It’s 2026, and thanks in no small part to Jaya Gupta and Ashu Garg of Foundation Capital, this is shaping up to be the year of the context graph.
Their argument, that context graphs are AI's trillion dollar opportunity, landed because it names a gap that every organisation can relate to. We have systems of record for data. We have increasingly capable agents acting across those systems. But we lack a durable, queryable record of how decisions are made—not just the outcome, but the reasoning, exceptions, approvals, and precedents that turn data into action.
Jaya and Ashu call this missing layer the context graph: a record of decision traces capturing not just what happened, but why it was allowed to happen.
Where I want to push this conversation further is here: capturing decision traces is necessary, but not sufficient. Once context graphs exist, the hard problem becomes operationalising them. Turning accumulated decision history into model-ready context under cost, latency, and reliability constraints is the point where most systems, demoing smoothly on slides, will struggle in practice. Context, unmanaged, risks becoming the next form of enterprise technical debt.
The idea of decision traces may sound new in AI, but it has a familiar analogue in financial markets. In electronic trading, PnL explain reports reconstruct outcomes tick by tick: showing exactly how a trade was priced, what data and models were used, what algorithmic decisions were taken, and why money was made or lost in the seconds and minutes after execution. These reports show data lineage, but they also make decisions replayable, outcomes attributable, and behaviour auditable under extreme constraints of latency, cost, and precision.
Lineage alone is never enough. PnL explain became indispensable because it connected data, decisions, timing, and outcomes into a coherent narrative the business could trust. Startups building decision traces for AI systems would do well to borrow from this playbook when designing context graphs that need to operate in enterprise workflows.

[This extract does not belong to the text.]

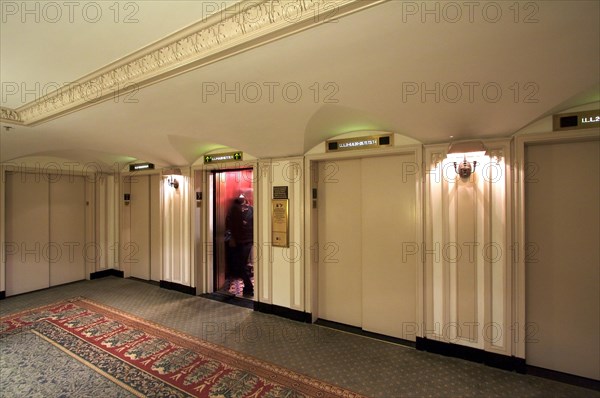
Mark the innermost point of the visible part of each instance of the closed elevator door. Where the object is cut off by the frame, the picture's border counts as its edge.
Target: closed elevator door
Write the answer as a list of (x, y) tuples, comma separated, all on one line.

What caught my attention about context graphs isn’t just the idea of capturing decision traces; it’s what happens next. Once decision history becomes durable and queryable, context stops being a short-lived prompt input and becomes an accumulating substrate. Every new trace expands the pool of information an agent could draw on. At that point, the limiting factor is no longer access to context, but how effectively, efficiently, and predictably that context can be turned into model input.
Against that backdrop, I wanted to share a related thread of work we’ve been pursuing at STAC throughout 2025: a context engineering benchmark. It’s not a context graph in the way Gupta and Garg describe it, but I think it is increasingly likely to serve as a substrate for that world.
Where their work focuses on capturing decision lineage at the workflow level, our focus has been on a more foundational question: how effectively do different approaches to providing context work, and what do they cost?
For many real-world tasks, model choice matters less than context quality: what information you retrieve, how you structure it, how much you include, when you include it, and how consistently it can be delivered under operational constraints.
Over the past year, we’ve researched and benchmarked a range of context engineering techniques across different models and platforms. That includes variations in retrieval strategies, summarisation approaches, memory windows, prompt construction, and hybrid techniques combining structured and unstructured inputs.
The headline finding won’t surprise anyone working hands-on with these systems: better context almost always produces better outputs—more accurate responses, more grounded reasoning, and more graceful handling of edge cases.
What is less well understood is the shape of the tradeoff curve. Quality gains are rarely free. Richer context tends to drive up costs, whether through increased latency, higher token usage, more aggressive retrieval, or additional infrastructure to prepare and serve that context. Marginal improvements in output quality can come with disproportionate increases in cost or response time.
By systematically testing different context engineering approaches across multiple models and execution environments, we can start answering questions that enterprises now grapple with in production:
- Where does additional context meaningfully improve outcomes, and where does it plateau?
- Which techniques deliver the best quality-per-token or quality-per-millisecond?
- How sensitive are different models to context volume versus structure?
- What combinations of retrieval, compression, and prompting strike the most reliable balance between accuracy, cost, and latency?
These questions matter even more in a world of context graphs. If decision traces become first-class data, agents will increasingly operate over richer, deeper contextual substrates. Feeding that context into models efficiently and predictably will be critical. Without discipline, the cost of “knowing why” can quickly overwhelm the value of that knowledge.
Our view is that context engineering will become a core engineering competency rather than a prompt-tuning afterthought. Like any other engineering discipline, it benefits from measurement, comparability, and shared benchmarks. The context graph tells us what happened and why; a context engineering benchmark determines how effectively that accumulated knowledge can be turned back into action.
2026 may well be the year the context graph enters the enterprise mainstream. If it does, understanding the tradeoffs beneath it will matter just as much as the vision at the top.